I realize that everyone with panic, or severe anxiety, experiences this differently. But this is how I experience it, and I promise you, it's not fun. It's not fun knowing you basically have to make some sort of a scene, have some sort of an episode, or end up in the ER, and having to make that choice.  It's not fun knowing people worry that you're going to "freak out" and don't want to invite you to things, or get nervous when they do. It's not fun wondering "How did I handle that? Was I ok? Is anyone embarrassed by me? Ashamed to be there with me?" "How will people treat me the next time they see me/I go back to that place?" And most importantly, it's not something we choose.  Not really at least. Well, I guess technically I have the choice to explode, implode, or get hospitalized, or to avoid social situations all together out of fear of one of these happening. But that's not much of a choice, is it?
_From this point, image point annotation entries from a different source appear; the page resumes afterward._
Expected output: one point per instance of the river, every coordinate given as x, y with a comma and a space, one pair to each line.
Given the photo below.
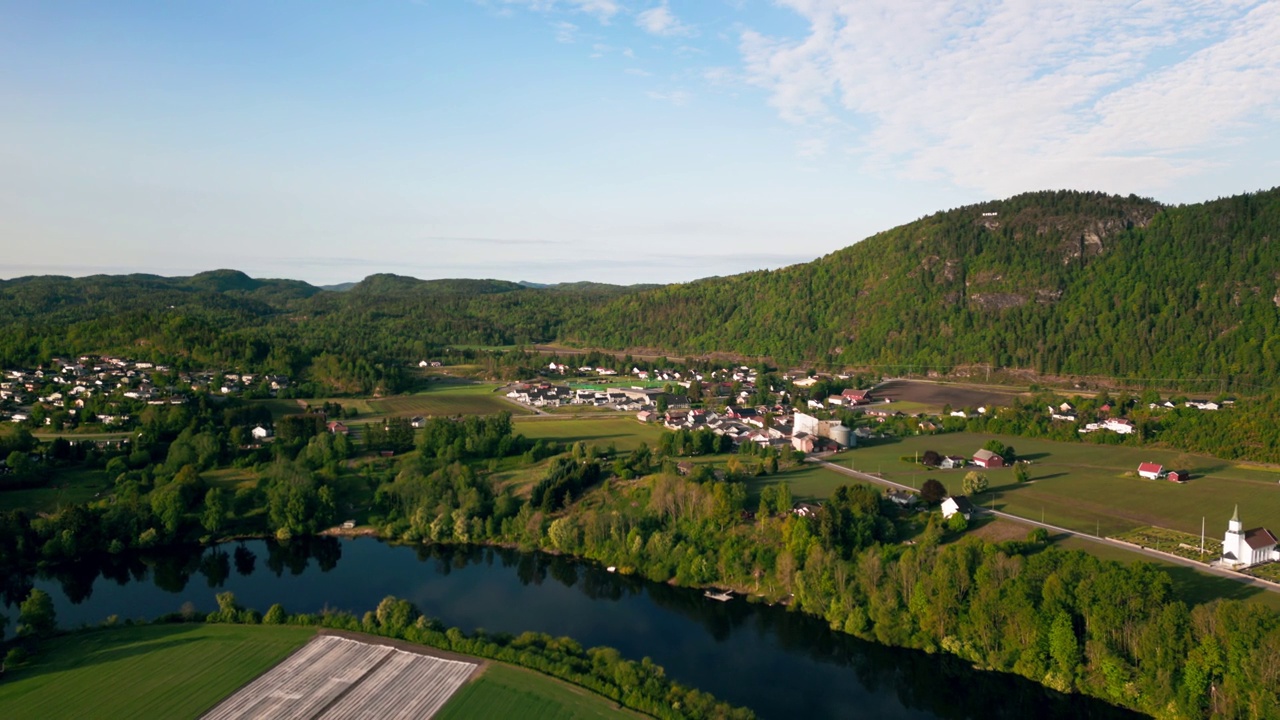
777, 662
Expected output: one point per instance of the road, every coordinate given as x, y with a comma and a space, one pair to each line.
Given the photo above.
1161, 556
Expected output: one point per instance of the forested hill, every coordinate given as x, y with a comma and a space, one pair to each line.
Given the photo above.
1057, 282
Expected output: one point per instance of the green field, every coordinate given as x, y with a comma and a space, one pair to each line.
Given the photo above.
808, 483
448, 399
1091, 487
442, 399
68, 487
503, 691
624, 431
161, 671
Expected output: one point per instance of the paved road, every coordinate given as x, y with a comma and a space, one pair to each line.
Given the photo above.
1161, 556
So please, if you know someone who has a diagnosed condition, instead of joking around about their condition, or using it as some common place term and furthering the stigma, instead of being ashamed or embarrassed or angry by someone who's struggling, offer help - true help. As in, don't help now and hold it against them later.  And if someone has a problem with them, or with you for helping them, give them your favorite hand gesture, or call them an ignorant jerk, or possibly even try to educate them if they seem like a reasonable person. Whatever you think might make them take pause. But however you do it, stand up for us, and for yourself for helping us and being a decent, caring human being, and work to change the stigma. Because if in that moment we can't, and you don't, who's going to?